AReaL-SEA-235B-A22B — Interactive Tool-Using Agent

AReaL-SEA-235B-A22B is a multi-turn interactive tool-using agent fine-tuned from Qwen3-235B-A22B-Thinking-2507 using SFT + Reinforcement Learning with Verifiable Rewards.

Paper: From Self-Evolving Synthetic Data to Verifiable-Reward RL: Post-Training Multi-turn Interactive Tool-Using Agents
Training Framework: AReaL — A Large-Scale Asynchronous Reinforcement Learning System
Benchmark: τ²-bench

Highlights

Achieves 81.3% average pass^1 across all three τ²-bench domains, surpassing GPT-5 (80.0%) and Qwen3-Max-Thinking (80.7%).
Trained entirely on self-evolving synthetic data — no human annotation required.
End-to-end post-training (SFT → RL) powered by AReaL, using fully asynchronous GRPO with trajectory-level group-relative advantages and dynamic filtering.

Performance

Mix training results on τ²-bench (trained on combined data from all three domains):

Domain	pass^1	pass^2	pass^3	pass^4	pass@4
Airline	71.0	68.0	66.5	66.0	80.0
Retail	79.0	67.5	63.5	57.9	95.6
Telecom	93.0	88.6	81.6	81.6	100.0
Average	81.3	74.7	70.5	68.5	91.9

Comparison with Frontier Models

Model	Airline p^1	Retail p^1	Telecom p^1	Avg p^1
AReaL-SEA-235B-A22B	71.0	79.0	93.0	81.3
Gemini 3.0 Pro	73.0	85.3	98.0	85.4
Claude-Sonnet-4.5	70.0	86.2	98.0	84.7
GPT-5	62.5	81.6	95.8	80.0
Qwen3-Max-Thinking	71.0	75.4	95.8	80.7
Deepseek-v3.2	63.8	81.1	96.2	80.4

Training

Method

Synthetic Data Generation: A hierarchical self-evolving multi-agent framework generates multi-turn tool-use dialogues with executable per-instance verification functions, covering three domains: Airline, Retail, and Telecom.
Supervised Fine-Tuning (SFT): The base model is first fine-tuned on the synthetic dialogues.
Reinforcement Learning (GRPO): The SFT checkpoint is further trained via GRPO with trajectory-level group-relative advantages, dynamic filtering, and verifier-based outcome rewards.

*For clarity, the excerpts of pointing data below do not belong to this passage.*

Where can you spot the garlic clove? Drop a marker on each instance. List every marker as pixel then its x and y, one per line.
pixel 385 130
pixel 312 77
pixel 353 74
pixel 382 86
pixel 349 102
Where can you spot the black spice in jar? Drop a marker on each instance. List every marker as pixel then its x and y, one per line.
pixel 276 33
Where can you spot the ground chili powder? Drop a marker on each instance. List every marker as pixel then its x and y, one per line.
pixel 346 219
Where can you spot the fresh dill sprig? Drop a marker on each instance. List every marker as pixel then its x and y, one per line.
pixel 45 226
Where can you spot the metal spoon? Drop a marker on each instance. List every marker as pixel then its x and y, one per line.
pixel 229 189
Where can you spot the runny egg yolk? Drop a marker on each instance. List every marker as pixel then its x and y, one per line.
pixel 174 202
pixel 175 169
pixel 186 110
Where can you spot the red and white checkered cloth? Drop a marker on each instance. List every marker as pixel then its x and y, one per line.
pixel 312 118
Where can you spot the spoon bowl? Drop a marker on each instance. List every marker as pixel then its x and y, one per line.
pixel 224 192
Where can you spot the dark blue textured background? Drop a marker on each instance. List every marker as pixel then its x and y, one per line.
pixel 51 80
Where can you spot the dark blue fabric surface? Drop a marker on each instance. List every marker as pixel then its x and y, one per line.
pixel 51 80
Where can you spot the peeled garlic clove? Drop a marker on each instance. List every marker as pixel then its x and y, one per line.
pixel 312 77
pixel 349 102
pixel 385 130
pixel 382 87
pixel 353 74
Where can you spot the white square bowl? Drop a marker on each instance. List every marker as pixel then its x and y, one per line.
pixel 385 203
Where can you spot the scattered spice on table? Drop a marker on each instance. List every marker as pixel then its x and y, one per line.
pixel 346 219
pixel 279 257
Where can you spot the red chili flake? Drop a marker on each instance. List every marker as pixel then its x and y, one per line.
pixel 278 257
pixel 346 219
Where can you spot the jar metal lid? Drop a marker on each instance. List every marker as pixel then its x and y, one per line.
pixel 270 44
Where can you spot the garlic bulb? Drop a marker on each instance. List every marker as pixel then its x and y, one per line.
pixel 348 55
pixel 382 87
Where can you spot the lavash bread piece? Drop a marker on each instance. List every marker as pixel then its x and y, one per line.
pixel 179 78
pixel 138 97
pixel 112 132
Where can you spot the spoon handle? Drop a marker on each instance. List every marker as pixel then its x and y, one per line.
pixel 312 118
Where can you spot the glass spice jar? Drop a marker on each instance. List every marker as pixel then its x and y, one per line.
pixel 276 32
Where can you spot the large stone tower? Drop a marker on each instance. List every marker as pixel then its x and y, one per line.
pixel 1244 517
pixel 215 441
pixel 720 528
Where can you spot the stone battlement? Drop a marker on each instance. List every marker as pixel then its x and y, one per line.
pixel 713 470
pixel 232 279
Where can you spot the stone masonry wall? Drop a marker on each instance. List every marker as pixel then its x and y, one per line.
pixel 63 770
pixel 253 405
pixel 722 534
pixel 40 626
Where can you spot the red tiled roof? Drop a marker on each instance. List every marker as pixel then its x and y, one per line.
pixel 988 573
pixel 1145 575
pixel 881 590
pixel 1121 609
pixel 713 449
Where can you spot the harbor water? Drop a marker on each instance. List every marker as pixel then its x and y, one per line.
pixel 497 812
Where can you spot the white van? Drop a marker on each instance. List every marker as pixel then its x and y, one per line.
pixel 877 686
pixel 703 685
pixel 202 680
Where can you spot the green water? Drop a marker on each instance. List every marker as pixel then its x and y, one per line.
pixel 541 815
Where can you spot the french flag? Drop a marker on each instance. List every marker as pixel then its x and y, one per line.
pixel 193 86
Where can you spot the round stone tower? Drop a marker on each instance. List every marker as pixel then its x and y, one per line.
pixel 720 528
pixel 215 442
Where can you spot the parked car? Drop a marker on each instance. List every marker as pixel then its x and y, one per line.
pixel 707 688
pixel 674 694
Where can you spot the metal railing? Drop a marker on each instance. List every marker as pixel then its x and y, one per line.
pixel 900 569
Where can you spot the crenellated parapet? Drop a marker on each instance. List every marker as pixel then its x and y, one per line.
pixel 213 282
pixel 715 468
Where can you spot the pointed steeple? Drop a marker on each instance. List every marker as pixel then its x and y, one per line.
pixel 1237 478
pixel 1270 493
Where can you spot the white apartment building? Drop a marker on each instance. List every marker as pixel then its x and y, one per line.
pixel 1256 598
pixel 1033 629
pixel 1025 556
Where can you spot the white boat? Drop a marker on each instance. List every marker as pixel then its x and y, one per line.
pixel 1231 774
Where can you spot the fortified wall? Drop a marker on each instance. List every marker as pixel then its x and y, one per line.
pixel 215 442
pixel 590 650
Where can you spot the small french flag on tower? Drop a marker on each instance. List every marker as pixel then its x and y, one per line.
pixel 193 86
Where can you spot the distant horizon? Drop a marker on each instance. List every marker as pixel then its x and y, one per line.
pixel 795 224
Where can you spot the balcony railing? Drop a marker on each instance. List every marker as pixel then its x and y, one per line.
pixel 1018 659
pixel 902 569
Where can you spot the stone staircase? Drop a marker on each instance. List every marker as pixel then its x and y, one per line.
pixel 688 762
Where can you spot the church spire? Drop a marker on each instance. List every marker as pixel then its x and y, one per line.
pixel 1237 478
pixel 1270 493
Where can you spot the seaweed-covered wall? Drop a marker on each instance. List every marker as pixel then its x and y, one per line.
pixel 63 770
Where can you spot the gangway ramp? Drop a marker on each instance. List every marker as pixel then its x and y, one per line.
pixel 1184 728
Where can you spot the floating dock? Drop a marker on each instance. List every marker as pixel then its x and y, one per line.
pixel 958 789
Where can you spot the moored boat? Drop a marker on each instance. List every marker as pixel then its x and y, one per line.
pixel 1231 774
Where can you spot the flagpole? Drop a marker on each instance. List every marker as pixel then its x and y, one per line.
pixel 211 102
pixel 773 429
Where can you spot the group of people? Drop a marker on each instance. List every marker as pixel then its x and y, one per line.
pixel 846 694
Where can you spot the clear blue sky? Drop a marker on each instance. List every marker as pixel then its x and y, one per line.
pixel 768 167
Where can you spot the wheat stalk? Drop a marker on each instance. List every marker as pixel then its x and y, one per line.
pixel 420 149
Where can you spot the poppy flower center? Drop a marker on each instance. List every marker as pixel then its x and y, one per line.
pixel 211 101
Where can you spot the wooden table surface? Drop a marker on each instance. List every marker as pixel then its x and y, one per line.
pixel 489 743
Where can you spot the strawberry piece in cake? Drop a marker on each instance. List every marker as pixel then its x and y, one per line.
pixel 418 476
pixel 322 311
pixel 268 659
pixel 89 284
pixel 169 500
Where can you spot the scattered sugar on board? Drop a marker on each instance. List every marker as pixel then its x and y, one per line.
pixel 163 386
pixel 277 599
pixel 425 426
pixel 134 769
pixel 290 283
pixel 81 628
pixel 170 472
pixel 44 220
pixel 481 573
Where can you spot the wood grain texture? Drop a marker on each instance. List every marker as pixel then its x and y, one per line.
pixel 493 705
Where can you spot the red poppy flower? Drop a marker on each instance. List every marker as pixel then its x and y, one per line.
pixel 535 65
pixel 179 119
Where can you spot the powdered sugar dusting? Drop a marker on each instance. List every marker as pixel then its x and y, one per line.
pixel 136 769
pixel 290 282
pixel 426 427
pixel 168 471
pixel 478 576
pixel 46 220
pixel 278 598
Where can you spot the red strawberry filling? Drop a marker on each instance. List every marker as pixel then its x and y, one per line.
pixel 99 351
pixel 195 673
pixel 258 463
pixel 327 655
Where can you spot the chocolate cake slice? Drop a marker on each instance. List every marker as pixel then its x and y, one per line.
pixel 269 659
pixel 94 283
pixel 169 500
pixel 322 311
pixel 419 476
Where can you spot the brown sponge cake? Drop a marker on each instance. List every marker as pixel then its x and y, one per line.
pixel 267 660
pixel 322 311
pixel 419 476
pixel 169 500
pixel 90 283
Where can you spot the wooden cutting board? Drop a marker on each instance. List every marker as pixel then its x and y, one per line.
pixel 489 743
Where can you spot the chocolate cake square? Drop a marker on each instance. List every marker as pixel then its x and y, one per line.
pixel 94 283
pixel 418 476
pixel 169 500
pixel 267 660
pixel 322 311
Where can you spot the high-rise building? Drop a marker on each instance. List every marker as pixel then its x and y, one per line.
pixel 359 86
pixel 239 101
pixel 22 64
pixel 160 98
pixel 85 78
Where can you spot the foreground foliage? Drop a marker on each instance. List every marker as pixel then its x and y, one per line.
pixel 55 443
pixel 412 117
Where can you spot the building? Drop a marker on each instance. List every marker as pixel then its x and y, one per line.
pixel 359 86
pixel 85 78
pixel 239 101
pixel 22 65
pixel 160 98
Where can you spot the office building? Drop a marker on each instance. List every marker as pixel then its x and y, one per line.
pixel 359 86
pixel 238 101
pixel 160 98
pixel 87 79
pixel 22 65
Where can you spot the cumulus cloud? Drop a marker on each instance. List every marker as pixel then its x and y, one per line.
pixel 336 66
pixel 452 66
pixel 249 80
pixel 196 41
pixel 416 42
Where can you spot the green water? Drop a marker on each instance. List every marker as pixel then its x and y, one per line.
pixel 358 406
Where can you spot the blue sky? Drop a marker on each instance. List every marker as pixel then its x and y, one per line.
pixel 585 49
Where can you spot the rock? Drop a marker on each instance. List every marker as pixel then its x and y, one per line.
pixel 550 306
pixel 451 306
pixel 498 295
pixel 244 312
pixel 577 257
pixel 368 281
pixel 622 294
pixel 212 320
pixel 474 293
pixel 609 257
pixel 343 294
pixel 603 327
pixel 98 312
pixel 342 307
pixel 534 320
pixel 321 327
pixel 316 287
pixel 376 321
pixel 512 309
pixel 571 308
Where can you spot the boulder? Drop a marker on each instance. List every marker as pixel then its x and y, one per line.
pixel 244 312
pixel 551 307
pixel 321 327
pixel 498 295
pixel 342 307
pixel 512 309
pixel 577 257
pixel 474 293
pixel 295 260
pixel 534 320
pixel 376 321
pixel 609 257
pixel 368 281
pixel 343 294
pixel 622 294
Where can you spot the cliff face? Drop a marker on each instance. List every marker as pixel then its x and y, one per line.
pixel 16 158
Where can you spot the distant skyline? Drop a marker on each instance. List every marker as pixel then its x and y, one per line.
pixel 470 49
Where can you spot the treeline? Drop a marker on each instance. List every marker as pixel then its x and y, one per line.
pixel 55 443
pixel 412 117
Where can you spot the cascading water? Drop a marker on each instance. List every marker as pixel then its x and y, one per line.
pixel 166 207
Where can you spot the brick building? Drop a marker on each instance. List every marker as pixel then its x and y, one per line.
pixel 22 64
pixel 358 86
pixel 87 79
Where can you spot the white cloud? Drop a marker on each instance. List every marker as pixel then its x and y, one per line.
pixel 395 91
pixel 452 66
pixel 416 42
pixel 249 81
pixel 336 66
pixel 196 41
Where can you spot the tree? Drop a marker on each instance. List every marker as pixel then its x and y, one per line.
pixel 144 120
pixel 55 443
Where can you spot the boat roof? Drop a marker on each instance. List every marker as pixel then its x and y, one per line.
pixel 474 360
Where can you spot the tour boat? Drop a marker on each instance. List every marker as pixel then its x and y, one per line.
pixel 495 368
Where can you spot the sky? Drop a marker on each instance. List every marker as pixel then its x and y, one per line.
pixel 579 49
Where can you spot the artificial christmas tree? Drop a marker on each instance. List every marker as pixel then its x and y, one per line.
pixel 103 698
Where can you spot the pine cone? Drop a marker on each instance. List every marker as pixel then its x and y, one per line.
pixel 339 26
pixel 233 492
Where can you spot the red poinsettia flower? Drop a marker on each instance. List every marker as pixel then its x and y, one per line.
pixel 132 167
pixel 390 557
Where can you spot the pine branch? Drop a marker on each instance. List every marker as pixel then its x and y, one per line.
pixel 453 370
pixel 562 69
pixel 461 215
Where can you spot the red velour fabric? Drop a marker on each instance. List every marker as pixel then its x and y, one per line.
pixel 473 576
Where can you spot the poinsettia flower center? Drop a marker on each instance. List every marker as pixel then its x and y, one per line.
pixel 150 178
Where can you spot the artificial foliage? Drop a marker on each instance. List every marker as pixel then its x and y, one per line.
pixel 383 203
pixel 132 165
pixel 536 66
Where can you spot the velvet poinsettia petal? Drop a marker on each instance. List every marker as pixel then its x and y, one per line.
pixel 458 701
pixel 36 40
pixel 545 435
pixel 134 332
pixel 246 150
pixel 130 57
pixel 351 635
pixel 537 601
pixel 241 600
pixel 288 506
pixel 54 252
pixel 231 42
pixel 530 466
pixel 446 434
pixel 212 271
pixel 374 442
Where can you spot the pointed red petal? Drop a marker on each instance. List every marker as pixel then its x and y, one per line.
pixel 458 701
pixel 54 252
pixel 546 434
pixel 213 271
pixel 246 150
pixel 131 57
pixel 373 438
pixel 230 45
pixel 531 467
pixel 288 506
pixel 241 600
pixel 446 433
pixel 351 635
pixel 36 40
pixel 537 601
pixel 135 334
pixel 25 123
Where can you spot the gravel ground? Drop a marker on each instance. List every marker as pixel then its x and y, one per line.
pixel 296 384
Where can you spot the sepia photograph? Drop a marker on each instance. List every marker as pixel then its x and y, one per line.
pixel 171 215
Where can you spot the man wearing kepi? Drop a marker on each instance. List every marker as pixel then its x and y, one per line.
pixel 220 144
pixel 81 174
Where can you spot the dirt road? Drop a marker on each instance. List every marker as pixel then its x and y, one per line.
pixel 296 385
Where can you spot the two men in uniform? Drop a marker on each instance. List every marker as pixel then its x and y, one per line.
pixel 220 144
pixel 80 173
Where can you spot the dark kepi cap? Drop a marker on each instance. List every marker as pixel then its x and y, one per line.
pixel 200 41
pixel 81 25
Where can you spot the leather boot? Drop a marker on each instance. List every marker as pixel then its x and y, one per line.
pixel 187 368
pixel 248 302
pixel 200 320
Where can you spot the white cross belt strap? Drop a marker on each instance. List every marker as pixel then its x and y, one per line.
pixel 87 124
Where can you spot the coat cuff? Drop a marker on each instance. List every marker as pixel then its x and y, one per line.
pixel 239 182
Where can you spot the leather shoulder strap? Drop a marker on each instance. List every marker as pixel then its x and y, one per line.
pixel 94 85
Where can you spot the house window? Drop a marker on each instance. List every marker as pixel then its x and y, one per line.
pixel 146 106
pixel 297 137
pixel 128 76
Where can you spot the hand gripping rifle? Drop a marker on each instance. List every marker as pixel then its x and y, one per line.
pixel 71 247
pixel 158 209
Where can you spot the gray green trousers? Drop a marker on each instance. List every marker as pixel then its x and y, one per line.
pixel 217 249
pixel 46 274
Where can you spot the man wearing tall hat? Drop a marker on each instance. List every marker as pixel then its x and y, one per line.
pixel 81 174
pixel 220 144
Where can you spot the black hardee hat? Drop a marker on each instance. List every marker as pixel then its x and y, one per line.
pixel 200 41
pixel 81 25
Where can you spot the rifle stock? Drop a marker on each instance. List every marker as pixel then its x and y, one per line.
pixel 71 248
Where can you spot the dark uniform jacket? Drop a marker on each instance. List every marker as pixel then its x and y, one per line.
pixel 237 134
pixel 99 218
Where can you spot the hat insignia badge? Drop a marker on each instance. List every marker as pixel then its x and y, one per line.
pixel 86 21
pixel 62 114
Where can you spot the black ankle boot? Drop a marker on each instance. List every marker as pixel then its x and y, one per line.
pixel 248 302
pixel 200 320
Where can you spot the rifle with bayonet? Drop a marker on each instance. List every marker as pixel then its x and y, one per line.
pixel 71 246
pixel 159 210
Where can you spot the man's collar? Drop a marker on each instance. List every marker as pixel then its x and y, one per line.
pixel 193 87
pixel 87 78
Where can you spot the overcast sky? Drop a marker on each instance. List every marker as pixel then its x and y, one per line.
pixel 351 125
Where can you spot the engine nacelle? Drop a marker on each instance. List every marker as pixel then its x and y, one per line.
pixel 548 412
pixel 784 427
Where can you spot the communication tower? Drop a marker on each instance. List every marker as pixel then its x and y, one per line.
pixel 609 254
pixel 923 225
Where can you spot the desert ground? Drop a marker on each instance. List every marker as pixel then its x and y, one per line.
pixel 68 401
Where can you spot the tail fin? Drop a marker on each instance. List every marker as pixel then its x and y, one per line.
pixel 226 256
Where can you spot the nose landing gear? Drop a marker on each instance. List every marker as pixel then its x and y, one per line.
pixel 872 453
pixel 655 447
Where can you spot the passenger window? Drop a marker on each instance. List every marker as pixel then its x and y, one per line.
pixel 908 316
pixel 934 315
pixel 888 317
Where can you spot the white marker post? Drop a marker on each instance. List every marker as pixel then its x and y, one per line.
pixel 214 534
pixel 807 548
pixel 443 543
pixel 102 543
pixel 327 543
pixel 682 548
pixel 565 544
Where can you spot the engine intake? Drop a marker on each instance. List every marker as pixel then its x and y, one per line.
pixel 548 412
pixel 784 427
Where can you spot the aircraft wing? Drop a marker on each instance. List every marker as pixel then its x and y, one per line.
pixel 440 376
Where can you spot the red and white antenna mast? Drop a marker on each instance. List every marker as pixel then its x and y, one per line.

A fine-tuned user model ensures stable rollouts.

Infrastructure

All RL training is conducted using the AReaL framework on 80 H200 GPUs (10 nodes). AReaL's fully asynchronous pipeline decouples rollout generation from policy training, maximizing GPU utilization for large-scale multi-turn agentic RL.

Hyperparameters

	SFT	RL
Batch Size	128	256 (16×16)
Learning Rate	1e-5	1e-5
Epochs / Steps	10 epochs	—
Max Context Length	32,768	32,768
Max Gen Tokens / Turn	—	8,192
Temperature	—	1.0

Training Data

This repo includes the synthetic training data:

File	Description	Samples
`sft_merge.jsonl`	SFT training data (all 3 domains)	33,531
`rl_merge.jsonl`	RL training data with verification functions	1,982
`tau2_rl_database/`	Environment database states for RL rollouts	—

Data Format

Each sample in rl_merge.jsonl contains:

id: Unique task identifier (e.g., airline_1, telecom_1)
user_scenario: User persona, instructions, known information, and behavioral guidance
evaluation_criteria: Ground-truth action sequences and assertion-based verification functions
db_path: Path to the corresponding environment database

Usage

The model can be used as a drop-in replacement for any Qwen3-235B-A22B-compatible inference setup. For τ²-bench evaluation:

# Follow the τ²-bench evaluation protocol
# Use GPT-4.1 as user simulator for fair comparison
# Report pass^k metrics (all k attempts must succeed)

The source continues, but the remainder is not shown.